9.3 No exercise or failure to exercise or delay in exercising any right or remedy vested in either party shall be deemed to be a waiver by that party of that or any other right or remedy.
9.4 Neither party shall transfer or assign its rights or obligations under these terms without the prior written consent of the other.
9.5 In the event that any provision of these terms is held to be a violation of any applicable law, statute or regulation, such provision shall be deemed to be deleted from these terms and shall be of no force or effect and these terms shall remain in full force and effect as if such provision had not been contained herein. Notwithstanding this, in the event of any such deletion the Parties shall negotiate in good faith in order to agree the terms of an acceptable alternative provision.

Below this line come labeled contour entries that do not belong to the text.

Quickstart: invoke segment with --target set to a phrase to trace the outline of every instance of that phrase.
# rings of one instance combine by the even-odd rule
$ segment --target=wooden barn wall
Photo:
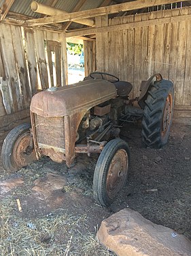
[[[97,69],[133,85],[132,96],[139,95],[142,80],[154,73],[175,85],[175,109],[191,110],[191,21],[165,23],[165,18],[191,14],[191,9],[176,9],[107,20],[97,17],[97,27],[160,19],[160,22],[126,29],[97,33]],[[161,20],[162,18],[162,20]],[[164,19],[164,23],[162,21]]]
[[[96,42],[84,41],[85,76],[96,70]]]
[[[28,115],[29,111],[27,110],[29,108],[32,96],[37,89],[49,87],[49,66],[46,57],[45,40],[50,40],[53,44],[55,41],[58,42],[60,40],[58,33],[22,29],[18,26],[0,24],[1,126],[6,124],[6,118],[3,117],[7,115],[12,115],[13,119],[16,116],[16,113],[20,113],[18,115],[20,117],[22,117],[22,113],[24,115],[27,113]],[[65,41],[61,40],[64,44]],[[57,61],[55,65],[59,66],[60,80],[61,50],[57,53],[60,63]],[[60,82],[58,85],[60,85]],[[1,119],[1,117],[3,117]],[[12,118],[10,116],[7,119]]]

9.6 Except where expressly stated to the contrary in a written document signed by the Parties on or after the date hereof, these terms form the entire agreement between the Parties and supersede all previous agreements and understandings between the Parties, and no warranty, condition, description, term or representation is given or to be implied by anything said or written in negotiations between the Parties or their representatives prior to the communication of these terms.
9.7 References to “the Surveyor” include the Surveyor’s employees and persons, firms and companies appointed or engaged by the Surveyor as the Surveyor’s agents for carrying out any work or services under these terms, all persons, firms and companies to whom performance of any work or services under these terms is sub-contracted or delegated by the Surveyor, and all agents and employees of persons, firms and companies referred to in this clause.
9.8 Any communication required to be given under these terms by either party shall be in writing and shall be sufficiently given either by letter, fax or electronic mail (provided the same is capable of being recorded by the recipient in durable form) sent to the other at the contact details previously notified and any such notice shall be deemed to have been given at the time at which it would in the ordinary course of transmission have been received.
9.9 Each party undertakes to maintain the confidentiality of all information supplied by the other and not to divulge such information to third parties without the prior written authority of the other.
10. Jurisdiction and Law
10.1 These Conditions shall be governed by and construed in accordance with the laws of England and Wales and any dispute shall be subject to the exclusive jurisdiction of the English Courts.
Words denoting the masculine include the feminine and neuter and vice versa.